Nos bastidores do “Fantas” respira-se familiaridade. Os directores caminham pelos corredores, desdobrando-se em conversas com realizadores, produtores e espectadores.

Como é um dia no festival? Beatriz Pacheco Pereira, membro da direcção do Fantasporto ao lado de Mário Dorminsky e António Reis, fala do ambiente: “Quando chegamos aqui está tudo preparado. De repente aparece a troca de um filme, o que implica informar as bilheteiras, as cabines, a imprensa, o secretariado, o sector de luz, a direcção do Rivoli, etc. Depois aparecem os jornalistas que querem entrevistas. No meio da entrevista aparece um convidado. E há sempre alguém que quer os bilhetes para a sessão da noite e não sabe a quem pedir.

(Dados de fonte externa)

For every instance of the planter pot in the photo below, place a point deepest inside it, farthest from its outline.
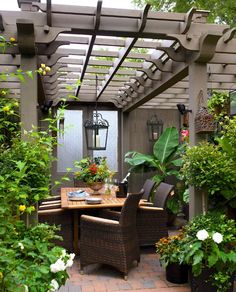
(202, 283)
(96, 186)
(176, 273)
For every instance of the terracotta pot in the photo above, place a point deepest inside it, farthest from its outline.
(203, 281)
(176, 273)
(96, 186)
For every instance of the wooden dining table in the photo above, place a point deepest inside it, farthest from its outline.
(108, 201)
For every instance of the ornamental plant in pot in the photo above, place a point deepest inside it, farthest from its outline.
(211, 168)
(169, 249)
(209, 247)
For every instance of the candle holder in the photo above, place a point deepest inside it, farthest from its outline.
(96, 130)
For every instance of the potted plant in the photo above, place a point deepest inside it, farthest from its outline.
(219, 104)
(169, 249)
(211, 167)
(93, 171)
(208, 245)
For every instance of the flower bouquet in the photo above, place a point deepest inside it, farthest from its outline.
(209, 246)
(169, 249)
(93, 171)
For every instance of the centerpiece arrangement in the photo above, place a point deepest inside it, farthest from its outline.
(207, 245)
(93, 171)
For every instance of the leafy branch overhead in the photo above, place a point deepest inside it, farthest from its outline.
(220, 11)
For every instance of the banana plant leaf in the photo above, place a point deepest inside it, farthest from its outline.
(166, 145)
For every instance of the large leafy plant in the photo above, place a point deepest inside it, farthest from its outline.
(29, 261)
(163, 161)
(209, 241)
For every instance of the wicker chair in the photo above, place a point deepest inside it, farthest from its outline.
(148, 188)
(111, 242)
(152, 219)
(50, 212)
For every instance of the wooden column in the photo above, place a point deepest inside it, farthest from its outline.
(197, 82)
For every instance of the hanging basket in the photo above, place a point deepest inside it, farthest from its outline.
(204, 121)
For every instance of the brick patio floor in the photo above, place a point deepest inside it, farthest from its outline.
(148, 276)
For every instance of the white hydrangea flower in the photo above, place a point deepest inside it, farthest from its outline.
(21, 246)
(54, 285)
(217, 237)
(202, 234)
(72, 256)
(58, 266)
(63, 253)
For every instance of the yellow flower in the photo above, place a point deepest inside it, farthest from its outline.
(12, 40)
(6, 109)
(22, 208)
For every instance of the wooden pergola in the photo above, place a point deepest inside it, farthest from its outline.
(183, 55)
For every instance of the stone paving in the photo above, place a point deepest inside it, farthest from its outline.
(148, 276)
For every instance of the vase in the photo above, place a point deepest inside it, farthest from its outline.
(176, 273)
(202, 283)
(96, 186)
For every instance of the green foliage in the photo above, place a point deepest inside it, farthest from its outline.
(169, 249)
(218, 104)
(165, 156)
(9, 118)
(92, 169)
(212, 167)
(220, 11)
(29, 261)
(26, 256)
(209, 241)
(164, 161)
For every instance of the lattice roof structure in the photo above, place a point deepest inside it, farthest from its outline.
(80, 42)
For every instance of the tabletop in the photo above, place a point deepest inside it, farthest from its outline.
(108, 200)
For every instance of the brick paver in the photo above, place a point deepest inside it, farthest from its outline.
(148, 276)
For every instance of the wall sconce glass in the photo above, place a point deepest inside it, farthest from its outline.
(155, 128)
(62, 124)
(96, 130)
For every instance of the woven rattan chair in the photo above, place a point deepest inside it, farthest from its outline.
(148, 188)
(50, 212)
(111, 242)
(152, 219)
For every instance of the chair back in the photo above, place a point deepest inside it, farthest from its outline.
(129, 209)
(148, 187)
(161, 195)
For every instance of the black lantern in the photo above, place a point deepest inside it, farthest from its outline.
(155, 128)
(96, 130)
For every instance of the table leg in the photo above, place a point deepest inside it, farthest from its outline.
(76, 231)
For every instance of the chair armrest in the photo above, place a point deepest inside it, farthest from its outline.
(145, 203)
(110, 214)
(149, 208)
(98, 220)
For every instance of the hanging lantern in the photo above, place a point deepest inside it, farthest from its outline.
(155, 128)
(96, 130)
(62, 124)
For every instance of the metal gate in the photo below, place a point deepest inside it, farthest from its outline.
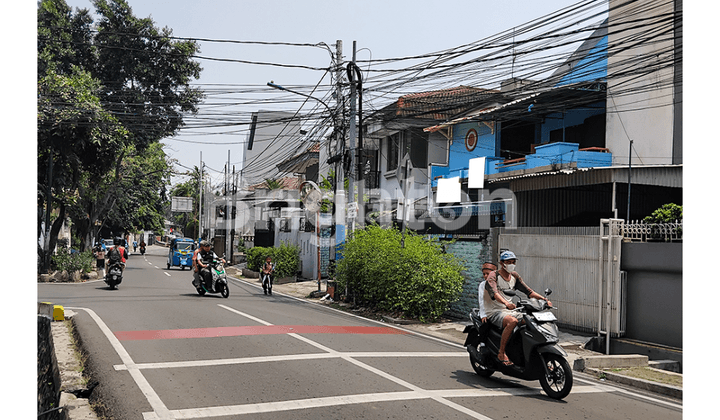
(576, 263)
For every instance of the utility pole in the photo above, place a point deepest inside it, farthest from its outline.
(227, 208)
(627, 216)
(357, 158)
(352, 133)
(340, 199)
(233, 213)
(48, 209)
(200, 199)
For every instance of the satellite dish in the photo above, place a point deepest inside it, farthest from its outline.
(311, 196)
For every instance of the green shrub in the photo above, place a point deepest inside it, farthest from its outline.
(71, 262)
(286, 258)
(419, 279)
(256, 256)
(668, 213)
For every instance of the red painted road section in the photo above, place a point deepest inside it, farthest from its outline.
(250, 330)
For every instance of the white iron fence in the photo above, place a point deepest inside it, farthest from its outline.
(640, 231)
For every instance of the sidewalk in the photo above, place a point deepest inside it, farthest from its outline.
(603, 367)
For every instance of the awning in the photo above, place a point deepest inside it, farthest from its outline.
(659, 175)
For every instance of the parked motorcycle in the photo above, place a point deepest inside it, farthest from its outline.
(113, 274)
(219, 280)
(532, 348)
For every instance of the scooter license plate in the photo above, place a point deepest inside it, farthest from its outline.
(545, 316)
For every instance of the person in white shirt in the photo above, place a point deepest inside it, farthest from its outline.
(499, 307)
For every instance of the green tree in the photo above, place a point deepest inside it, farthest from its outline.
(419, 279)
(668, 213)
(146, 73)
(107, 93)
(189, 188)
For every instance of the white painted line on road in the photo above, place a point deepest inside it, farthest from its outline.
(284, 358)
(271, 407)
(421, 392)
(155, 402)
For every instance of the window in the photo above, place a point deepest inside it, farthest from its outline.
(413, 142)
(393, 150)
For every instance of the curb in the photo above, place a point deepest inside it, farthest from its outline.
(655, 387)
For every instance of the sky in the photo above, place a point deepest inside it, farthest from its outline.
(380, 28)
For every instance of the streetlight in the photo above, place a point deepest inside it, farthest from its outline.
(278, 87)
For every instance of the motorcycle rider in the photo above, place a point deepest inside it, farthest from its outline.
(117, 253)
(196, 267)
(203, 259)
(499, 307)
(488, 267)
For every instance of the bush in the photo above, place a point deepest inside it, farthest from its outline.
(286, 258)
(419, 279)
(64, 260)
(668, 213)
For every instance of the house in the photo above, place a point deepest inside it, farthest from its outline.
(556, 150)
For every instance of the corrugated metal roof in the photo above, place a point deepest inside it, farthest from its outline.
(660, 175)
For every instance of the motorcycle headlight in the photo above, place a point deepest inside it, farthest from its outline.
(550, 331)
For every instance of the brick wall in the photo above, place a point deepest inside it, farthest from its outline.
(474, 253)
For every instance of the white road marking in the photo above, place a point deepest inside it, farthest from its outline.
(156, 403)
(283, 358)
(415, 389)
(161, 412)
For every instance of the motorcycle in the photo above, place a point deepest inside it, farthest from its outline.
(113, 275)
(219, 280)
(532, 348)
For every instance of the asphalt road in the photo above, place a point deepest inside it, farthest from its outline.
(161, 351)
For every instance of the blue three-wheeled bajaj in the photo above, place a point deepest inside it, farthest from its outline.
(180, 254)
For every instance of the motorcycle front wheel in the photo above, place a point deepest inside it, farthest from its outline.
(224, 291)
(558, 382)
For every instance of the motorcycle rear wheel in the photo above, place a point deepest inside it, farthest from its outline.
(224, 291)
(559, 382)
(479, 368)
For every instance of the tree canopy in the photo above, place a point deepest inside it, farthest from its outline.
(108, 92)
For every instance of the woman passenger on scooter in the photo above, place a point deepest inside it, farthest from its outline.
(203, 259)
(498, 306)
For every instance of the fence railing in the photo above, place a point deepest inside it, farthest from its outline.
(640, 231)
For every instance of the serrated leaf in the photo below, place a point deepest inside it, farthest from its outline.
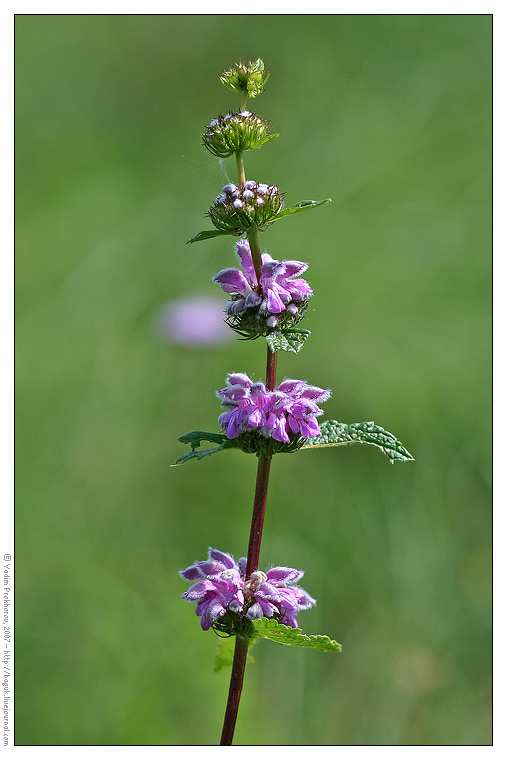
(224, 654)
(291, 340)
(301, 206)
(197, 455)
(335, 433)
(196, 437)
(267, 628)
(207, 234)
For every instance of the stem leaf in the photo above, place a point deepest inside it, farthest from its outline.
(224, 654)
(291, 339)
(335, 433)
(267, 628)
(196, 455)
(301, 206)
(207, 234)
(195, 438)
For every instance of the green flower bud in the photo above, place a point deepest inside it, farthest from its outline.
(238, 130)
(245, 208)
(252, 324)
(246, 77)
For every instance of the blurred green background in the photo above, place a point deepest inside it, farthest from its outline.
(389, 115)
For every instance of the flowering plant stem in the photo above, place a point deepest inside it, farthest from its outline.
(259, 510)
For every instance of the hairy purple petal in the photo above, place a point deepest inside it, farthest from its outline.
(283, 575)
(191, 573)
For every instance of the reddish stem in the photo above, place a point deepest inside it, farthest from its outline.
(252, 563)
(238, 671)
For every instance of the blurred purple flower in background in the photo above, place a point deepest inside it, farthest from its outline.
(194, 320)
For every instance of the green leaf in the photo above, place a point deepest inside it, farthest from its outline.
(267, 628)
(301, 206)
(196, 455)
(224, 654)
(340, 433)
(292, 339)
(207, 234)
(195, 438)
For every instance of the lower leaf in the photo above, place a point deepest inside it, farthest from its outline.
(267, 628)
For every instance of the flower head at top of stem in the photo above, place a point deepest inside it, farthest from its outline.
(247, 78)
(226, 600)
(287, 414)
(247, 207)
(278, 300)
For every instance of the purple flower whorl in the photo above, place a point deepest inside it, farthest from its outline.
(228, 601)
(287, 414)
(278, 300)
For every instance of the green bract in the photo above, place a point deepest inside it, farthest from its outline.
(246, 77)
(251, 324)
(238, 130)
(237, 216)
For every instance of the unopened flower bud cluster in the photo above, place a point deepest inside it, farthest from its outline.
(237, 130)
(247, 207)
(246, 77)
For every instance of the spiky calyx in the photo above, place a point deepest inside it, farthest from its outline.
(244, 208)
(237, 130)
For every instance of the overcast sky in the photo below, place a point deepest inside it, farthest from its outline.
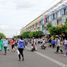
(15, 14)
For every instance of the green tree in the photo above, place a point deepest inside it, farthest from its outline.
(2, 35)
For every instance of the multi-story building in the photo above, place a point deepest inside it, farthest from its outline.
(55, 15)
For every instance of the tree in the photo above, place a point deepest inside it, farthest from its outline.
(2, 35)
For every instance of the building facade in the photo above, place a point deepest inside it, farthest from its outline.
(55, 15)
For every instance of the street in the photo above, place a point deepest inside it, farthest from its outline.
(39, 58)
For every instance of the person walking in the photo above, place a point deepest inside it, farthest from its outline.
(5, 45)
(58, 44)
(21, 46)
(65, 46)
(1, 44)
(12, 43)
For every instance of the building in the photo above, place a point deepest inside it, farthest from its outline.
(55, 15)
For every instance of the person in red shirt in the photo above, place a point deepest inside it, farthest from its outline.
(12, 43)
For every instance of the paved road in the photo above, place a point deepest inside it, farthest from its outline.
(40, 58)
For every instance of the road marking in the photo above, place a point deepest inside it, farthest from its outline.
(51, 59)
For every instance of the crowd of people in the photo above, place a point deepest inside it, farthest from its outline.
(19, 43)
(59, 43)
(44, 42)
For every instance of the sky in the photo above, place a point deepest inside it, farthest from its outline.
(15, 14)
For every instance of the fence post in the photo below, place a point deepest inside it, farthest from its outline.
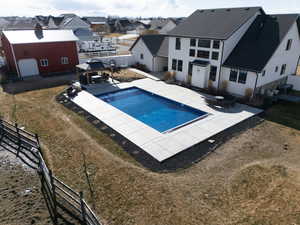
(19, 139)
(53, 196)
(1, 129)
(83, 212)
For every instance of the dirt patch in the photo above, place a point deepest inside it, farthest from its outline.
(126, 193)
(21, 198)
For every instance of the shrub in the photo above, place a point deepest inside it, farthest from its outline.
(248, 94)
(210, 87)
(224, 86)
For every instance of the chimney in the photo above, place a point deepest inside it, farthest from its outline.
(38, 30)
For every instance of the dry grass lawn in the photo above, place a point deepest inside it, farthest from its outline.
(253, 179)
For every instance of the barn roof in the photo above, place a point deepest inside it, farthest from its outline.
(30, 36)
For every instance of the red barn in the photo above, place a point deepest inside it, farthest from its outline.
(40, 52)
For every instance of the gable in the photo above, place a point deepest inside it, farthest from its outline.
(260, 42)
(215, 23)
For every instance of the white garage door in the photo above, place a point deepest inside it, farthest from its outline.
(28, 67)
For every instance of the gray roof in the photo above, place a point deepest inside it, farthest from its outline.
(214, 23)
(261, 41)
(30, 36)
(95, 20)
(157, 44)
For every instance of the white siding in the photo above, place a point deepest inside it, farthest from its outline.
(235, 87)
(231, 42)
(141, 48)
(295, 81)
(183, 55)
(160, 63)
(280, 57)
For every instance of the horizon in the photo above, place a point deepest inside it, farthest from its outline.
(133, 9)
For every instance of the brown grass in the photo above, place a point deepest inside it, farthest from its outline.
(251, 179)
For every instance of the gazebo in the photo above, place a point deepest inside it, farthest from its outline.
(88, 72)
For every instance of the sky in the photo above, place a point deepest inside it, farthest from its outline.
(136, 8)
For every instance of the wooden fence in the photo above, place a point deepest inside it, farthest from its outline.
(58, 196)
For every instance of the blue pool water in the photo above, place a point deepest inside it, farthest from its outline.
(157, 112)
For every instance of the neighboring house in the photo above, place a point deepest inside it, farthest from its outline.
(123, 25)
(73, 22)
(243, 47)
(163, 26)
(98, 24)
(152, 51)
(40, 52)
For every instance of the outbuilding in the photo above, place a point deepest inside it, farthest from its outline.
(40, 52)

Tratamos todas as pessoas com muito respeito e simpatia porque estamos aqui num serviço público e para o público”, afirma a directora do festival.

No “Fantas”, os convidados são tratados como pessoas “normais”. Enquanto uns escrevem no “Painel das Bocas” as suas opiniões sobre o festival, outros conversam com o “staff”. “Normalmente, o mundo do cinema é um mundo de luxo, um mundo em que as pessoas querem uma carpete vermelha, uma limousine à porta e muitos fotógrafos. Uma feira de vaidades. Quando convidamos as pessoas avisamos logo que vestimos à vontade, cada um faz como quer, não há ‘papparazzi’. Por exemplo, o John Hurt, em Cannes, não podia andar sem seguranças atrás. Isso cá não acontece.”

No entanto, há pessoas que pretendem um tratamento especial. “Por exemplo, a Karen Black é uma mulher que sempre viveu em Hollywood e tem uma mentalidade do ‘star-system’. Gosta de ser fotografada, faz pose e só faz aparições depois de estar muito bem penteada e maquilhada. O vedetismo dela não foi desagradável, mas rapidamente se podia tornar um pesadelo para o festival. Já tivemos um realizador inglês que se queixou do hotel porque não tinha espaço para meter os fatos no guarda-roupa e foi-se embora”, conta.

Um dos factores que contribuiu para “desengravatar” o Fantasporto foi a participação de voluntários, pela primeira vez. A sua tarefa era acompanhar os convidados e levá-los a conhecer a cidade. Por isso, a directora do festival afirma: “Os convidados chegam cá, pensam que isto vai ser muito impessoal e, de repente, encontram um ambiente familiar. Para eles é agradável porque são tratados como pessoas normais”. Quanto ao perfil dos voluntários, eram pessoas muito qualificadas, na sua maioria estudantes universitários e que reuniam disponibilidade, generosidade, trabalho e responsabilidade, acrescenta Beatriz Pacheco Pereira.

Por detrás do glamour da Sétima Arte, há histórias que desmistificam as extravagâncias das “estrelas”. Apesar da simplicidade da maioria dos convidados desta edição do Fantas, outros se revelaram muito complicados. “O agente da Jennifer Tilly começou a fazer exigências ridículas: um maquilhado, uma lista das aparições públicas da senhora, cabeleireiro e um carro, que não fosse táxi, preto, do tipo Mercedes, para se transportar do Hotel Infante Sagres para o Rivoli. A certa altura, chegou à conclusão que o bilhete não era de primeira classe. Depois, como tinha de fazer escala em Frankfurt queria que lá lhe garantíssemos tratamento VIP. Entretanto, afirmava que a companhia não era de confiança, queria saber o nome das pessoas que a iam buscar, os contactos. Até que a meio do festival nos fartámos e dissemos ‘Acabou’”, descreve a directora.

Uma das dificuldades que Beatriz Pacheco Pereira enumera ao longo dos últimos 25 anos, é a falta de reconhecimento do festival, quer pela comunicação social quer pelos políticos. “Na cerimónia de encerramento passou-se uma cena que para mim foi sintomática. Os GNR levaram três medalhas da Secretária de Estado das Artes e Espectáculos, Teresa Caeiro. É um grupo de rock, têm a sua importância cultural, mas nada que se compare com o Fantasporto pois não têm renome internacional. Já o Fantasporto, que tem três directores, só teve direito a uma medalha porque nem sequer sabiam que havia três directores. Portugal porta-se mal connosco”, lamenta.

Curiosamente, Mário Dorminsky é quem tem uma projecção mais mediática dentro da direcção, ficando na sombra António Reis e Beatriz Pacheco Pereira. “Fico profundamente ofendida quando pessoas com cargo de decisão, pessoas do Ministério da Cultura, pessoas que nos dão o subsídio para fazer o festival ignoram determinadas pessoas aqui dentro. Eu sou uma mulher de cinema, ponto final”, conclui a directora do Fantasporto.